Open Youth-49 opened 10 months ago

Youth-49 commented 10 months ago

I wonder is it the official code implementation of the paper?

can this code achieve the performance claimed in the paper? The code set the same hyper-parameters as the paper and I'd like to know if you can reproduce the result in figure 2 in the paper.

I run the run.sh and got the result of 61% test accuracy in cifar10 under Dir_0.5(10), but FedAvg can easily achieve 70% test accuracy with local epoch=10, lr=0.01, momentum=0.5. The test accuracy curve against the communication of FedDM and FedAvg round are as below.

net vanilla_fed_cifar10_ConvNet_20_C1_iidFalse_E10_nclient10_a0 5

Ariatao commented 5 months ago

Hello, I also encountered the same problem when reproducing this repository code, but I did not achieve such a fast convergence speed using FedAvg under Dir (0.5) partitioning (about 63% test accuracy at 20th round, CIFAR10, simple-cnn).

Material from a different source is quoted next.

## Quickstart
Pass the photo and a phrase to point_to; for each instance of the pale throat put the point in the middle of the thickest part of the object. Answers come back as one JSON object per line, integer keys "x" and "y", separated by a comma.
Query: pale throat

I use implementations from https://github.com/Xtra-Computing/NIID-Bench, all parameters keep default, which same as the baselines implemented in the paper FedDM. I am currently considering whether the decrease in accuracy was caused by reasons such as not performing DSA operations during the training process. If there is any progress, we can discuss it together.

aikedaerC commented 2 months ago

I got results similar to FedDM using centralized training.